OCULAR MYASTHENIA GRAVIS IN A YOUNG ADULT: A RARE CASE WITH FAVORABLE OUTCOME

Myasthenia gravis (MG) is an autoimmune disorder characterized by fluctuating weakness and fatigability of skeletal
muscles. Ocular myasthenia gravis (OMG) presents with symptoms confined to the ocular muscles. A 21-year-old male presented with a two-month history of bilateral ptosis, which improved in the morning or after a nap but worsened throughout the day. Ocular examination revealed bilateral ptosis with gaze restriction. Visual acuity, anterior segment, visual fields, slit-lamp, and fundus examinations were unremarkable. The ice pack and rest tests showed marked improvement, raising suspicion for MG. The acetylcholine receptor (AChR) antibody test was positive for AChR binding antibodies. The patient was initiated on pyridostigmine, an acetylcholinesterase inhibitor, and corticosteroids.

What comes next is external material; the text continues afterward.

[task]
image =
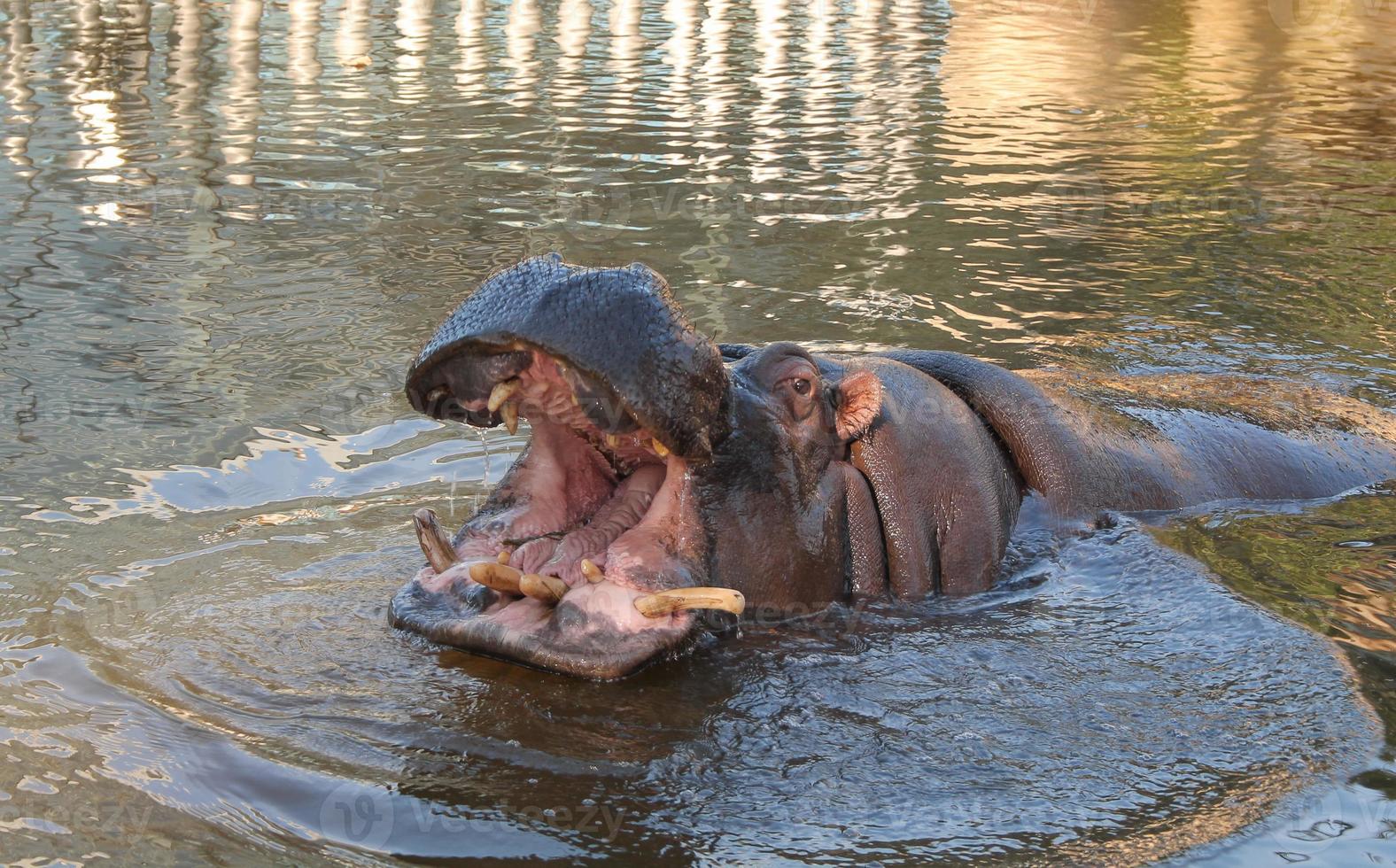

Ptosis and ophthalmoplegia improved at the one-week follow-up and completely resolved after eight weeks. The
hallmark features of MG are fluctuating, fatigable muscle weakness that worsens with activity and improves with rest.
A thorough clinical examination, along with diagnostic tests such as electrophysiological studies and antibody tests, is
essential for confirming the diagnosis. Ocular myasthenia gravis has a high likelihood of progressing to generalized
myasthenia gravis (GMG) within two years. Early diagnosis and prompt treatment are critical to prevent or mitigate the risk of myasthenic crisis and long-term complications.